[Pythonmac-SIG] Private frameworks - BINGO!

Bob Ippolito bob@redivi.com
Fri, 23 Aug 2002 20:19:21 -0400


I don't think this is a showstopper at all...

You have full control over all this stuff for post-startup dynamic 
linking..  It's trivial for python to stuff whatever it needs to stuff 
into DYLD_* environment variables when it's bootstrapping the 
interpreter.. python surely can figure out where its own framework is if 
it started up correctly.  I really think this is a non-issue, you just 
have to make sure python itself starts, because we've already 
demonstrated that if the "otool path" is incorrect it'll search through 
the default framework paths (or, if documentation serves us correctly, 
whatever they're overrided with via the environment).

-bob

On Friday, August 23, 2002, at 07:25 PM, Jack Jansen wrote:

>
> On vrijdag, augustus 23, 2002, at 11:16 , Tony Lownds wrote:
>> The shared modules in lib-dynload also refer back to the framework. 
>> When trying things out do an "import array"...
>
> Hmm, that could be showstopper...
>
> They refer back to the framework because you can't specify a framework 
> as the bundle_loader (which is what I really wanted to do). Bummer...
>
> Unless someone has a real bright idea (and don't even think of 
> suggesting we link extensions with a flat namespace:-) I think we have 
> to live with the framework living in one of the standard locations.
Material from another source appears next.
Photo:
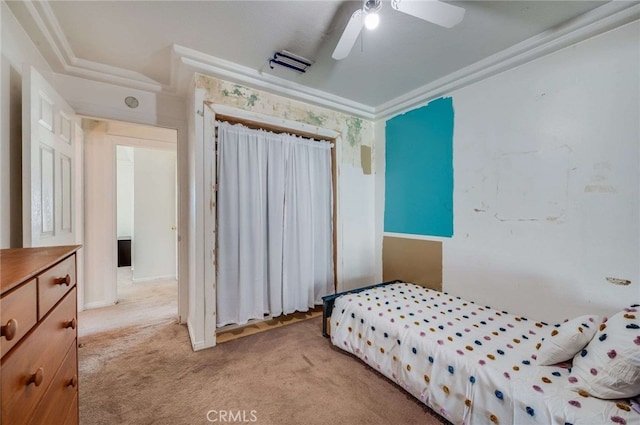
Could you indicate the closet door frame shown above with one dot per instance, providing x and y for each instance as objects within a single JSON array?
[{"x": 213, "y": 111}]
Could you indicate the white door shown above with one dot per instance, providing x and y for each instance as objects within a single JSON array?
[{"x": 49, "y": 185}]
It 
> is probably also the end of any aspirations at BuildApplication for 
> OSX-Python.
>
> [thinks a while]
> That is: what would happen if the shared modules also referred to the 
> framework with the @executable cookie? If by any chance the cookie 
> would be replaced by the pathname of the *hosting* application (i.e. 
> python) then it might still work...
>
> Anyone feels like trying this out?